# CLion GDB - No source file named...



## SpaceBison (Jul 23, 2017)

This is my first post here, so I guess I'll say hi!

I've cloned the obs-studio GitHub repo and built the program without any serious problems. It compiles and runs without any issues. I'm having some problems debugging it using gdb though. I cannot set any breakpoints, neither via the IDE or via the GDB command prompt.

I'm using CMake 3.7.2 bundled with CLion:

```
/opt/clion/bin/cmake/bin/cmake -DCMAKE_BUILD_TYPE=Debug -DUNIX_STRUCTURE=1 -DCMAKE_INSTALL_PREFIX=/usr -DCMAKE_VERBOSE_MAKEFILE:BOOL=ON -G "CodeBlocks - Unix Makefiles" /storage/Code/obs-studio
```

I've made sure that the code compiles with -g flag.

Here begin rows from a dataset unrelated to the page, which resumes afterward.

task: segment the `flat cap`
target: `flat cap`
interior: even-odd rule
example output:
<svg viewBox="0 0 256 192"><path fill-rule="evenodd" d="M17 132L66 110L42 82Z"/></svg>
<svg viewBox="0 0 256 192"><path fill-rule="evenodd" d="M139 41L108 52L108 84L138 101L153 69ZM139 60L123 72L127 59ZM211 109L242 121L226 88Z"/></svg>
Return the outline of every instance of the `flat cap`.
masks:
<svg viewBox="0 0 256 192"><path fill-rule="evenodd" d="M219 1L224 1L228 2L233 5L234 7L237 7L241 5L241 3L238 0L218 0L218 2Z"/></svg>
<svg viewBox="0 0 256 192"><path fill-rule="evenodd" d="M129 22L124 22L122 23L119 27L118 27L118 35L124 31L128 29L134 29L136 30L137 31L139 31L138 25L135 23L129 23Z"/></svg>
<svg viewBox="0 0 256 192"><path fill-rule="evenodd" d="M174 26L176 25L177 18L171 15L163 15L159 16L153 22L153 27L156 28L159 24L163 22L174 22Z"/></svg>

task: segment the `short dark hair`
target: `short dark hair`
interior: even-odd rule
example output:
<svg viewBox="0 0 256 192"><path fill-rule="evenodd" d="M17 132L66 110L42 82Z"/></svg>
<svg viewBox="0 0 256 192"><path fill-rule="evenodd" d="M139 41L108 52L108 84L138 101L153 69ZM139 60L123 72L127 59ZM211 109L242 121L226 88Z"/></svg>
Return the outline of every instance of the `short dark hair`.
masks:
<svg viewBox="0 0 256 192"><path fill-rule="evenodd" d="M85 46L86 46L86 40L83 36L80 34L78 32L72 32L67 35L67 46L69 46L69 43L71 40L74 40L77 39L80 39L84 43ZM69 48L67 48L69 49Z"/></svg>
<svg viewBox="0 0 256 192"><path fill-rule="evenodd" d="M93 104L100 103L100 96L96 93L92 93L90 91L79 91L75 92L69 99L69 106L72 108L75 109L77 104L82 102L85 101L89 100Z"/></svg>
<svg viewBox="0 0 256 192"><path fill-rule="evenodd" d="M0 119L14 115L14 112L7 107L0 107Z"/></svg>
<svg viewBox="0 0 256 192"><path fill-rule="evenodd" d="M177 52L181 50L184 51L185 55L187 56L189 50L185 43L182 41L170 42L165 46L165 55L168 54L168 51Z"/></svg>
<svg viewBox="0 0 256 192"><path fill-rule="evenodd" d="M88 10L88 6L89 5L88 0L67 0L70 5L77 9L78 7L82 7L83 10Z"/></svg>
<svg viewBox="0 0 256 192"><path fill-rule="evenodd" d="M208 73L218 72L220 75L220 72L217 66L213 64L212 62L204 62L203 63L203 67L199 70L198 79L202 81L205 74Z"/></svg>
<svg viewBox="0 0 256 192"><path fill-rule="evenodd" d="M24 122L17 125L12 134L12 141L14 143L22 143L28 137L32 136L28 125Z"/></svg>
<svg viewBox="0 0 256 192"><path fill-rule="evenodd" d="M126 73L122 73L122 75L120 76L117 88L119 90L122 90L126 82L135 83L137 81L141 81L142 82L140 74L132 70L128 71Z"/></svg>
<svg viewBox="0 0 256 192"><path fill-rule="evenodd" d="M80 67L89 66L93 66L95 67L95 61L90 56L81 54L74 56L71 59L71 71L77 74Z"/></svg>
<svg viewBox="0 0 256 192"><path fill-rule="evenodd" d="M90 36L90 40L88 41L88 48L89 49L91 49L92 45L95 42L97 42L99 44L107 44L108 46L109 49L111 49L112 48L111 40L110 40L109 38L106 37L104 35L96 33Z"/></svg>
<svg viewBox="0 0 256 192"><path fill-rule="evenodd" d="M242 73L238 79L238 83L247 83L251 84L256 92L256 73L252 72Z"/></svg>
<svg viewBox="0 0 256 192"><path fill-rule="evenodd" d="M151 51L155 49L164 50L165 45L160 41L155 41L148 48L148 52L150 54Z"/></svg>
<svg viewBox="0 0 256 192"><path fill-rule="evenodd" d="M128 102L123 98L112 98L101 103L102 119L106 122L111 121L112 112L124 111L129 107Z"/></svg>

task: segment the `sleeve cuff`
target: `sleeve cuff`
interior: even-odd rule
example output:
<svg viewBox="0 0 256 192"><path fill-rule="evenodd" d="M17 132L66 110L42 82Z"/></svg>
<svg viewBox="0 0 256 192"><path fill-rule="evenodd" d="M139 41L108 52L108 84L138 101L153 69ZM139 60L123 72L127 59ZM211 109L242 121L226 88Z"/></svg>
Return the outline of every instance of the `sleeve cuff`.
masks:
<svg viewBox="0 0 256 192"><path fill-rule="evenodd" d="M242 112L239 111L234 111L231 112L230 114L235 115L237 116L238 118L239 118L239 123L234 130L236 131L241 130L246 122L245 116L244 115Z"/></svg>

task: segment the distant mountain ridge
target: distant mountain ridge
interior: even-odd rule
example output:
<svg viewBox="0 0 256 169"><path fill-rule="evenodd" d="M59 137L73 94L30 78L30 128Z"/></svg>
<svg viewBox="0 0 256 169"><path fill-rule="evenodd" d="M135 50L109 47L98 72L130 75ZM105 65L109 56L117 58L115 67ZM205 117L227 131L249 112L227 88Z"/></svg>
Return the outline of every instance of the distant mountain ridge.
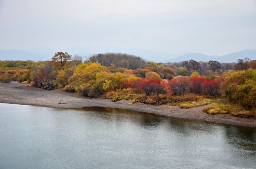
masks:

This is the output I'm getting when running OBS with GDB 7.11.1 (bundled with CLion) with some breakpoints set in the IDE:

```
GNU gdb (GDB) 7.11.1
Copyright (C) 2016 Free Software Foundation, Inc.
License GPLv3+: GNU GPL version 3 or later <http://gnu.org/licenses/gpl.html>
This is free software: you are free to change and redistribute it.
There is NO WARRANTY, to the extent permitted by law.  Type "show copying"
and "show warranty" for details.
This GDB was configured as "x86_64-pc-linux-gnu".
Type "show configuration" for configuration details.
For bug reporting instructions, please see:
<http://www.gnu.org/software/gdb/bugs/>.
Find the GDB manual and other documentation resources online at:
<http://www.gnu.org/software/gdb/documentation/>.
For help, type "help".
Type "apropos word" to search for commands related to "word".
No source file named /storage/Code/obs-studio/deps/media-playback/media-playback/media.c.
No source file named /storage/Code/obs-studio/deps/media-playback/media-playback/media.c.
No source file named /storage/Code/obs-studio/plugins/obs-ffmpeg/obs-ffmpeg-source.c.
No source file named /storage/Code/obs-studio/deps/media-playback/media-playback/media.c.
No source file named /storage/Code/obs-studio/deps/media-playback/media-playback/media.c.
No source file named /storage/Code/obs-studio/deps/media-playback/media-playback/media.c.
No source file named /storage/Code/obs-studio/plugins/obs-ffmpeg/obs-ffmpeg-output.c.
No source file named /storage/Code/obs-studio/plugins/obs-ffmpeg/obs-ffmpeg-source.c.
No source file named /storage/Code/obs-studio/plugins/obs-ffmpeg/obs-ffmpeg-source.c.
No source file named /storage/Code/obs-studio/plugins/obs-ffmpeg/obs-ffmpeg-source.c.
No source file named /storage/Code/obs-studio/plugins/obs-ffmpeg/obs-ffmpeg-source.c.
[Thread debugging using libthread_db enabled]
Using host libthread_db library "/usr/lib/libthread_db.so.1".
[New Thread 0x7fffe09c3700 (LWP 11330)]
[New Thread 0x7fffd5bfe700 (LWP 11331)]
...
```

I'm getting the same messages with GDB 8.0 when settings breakpoints manually.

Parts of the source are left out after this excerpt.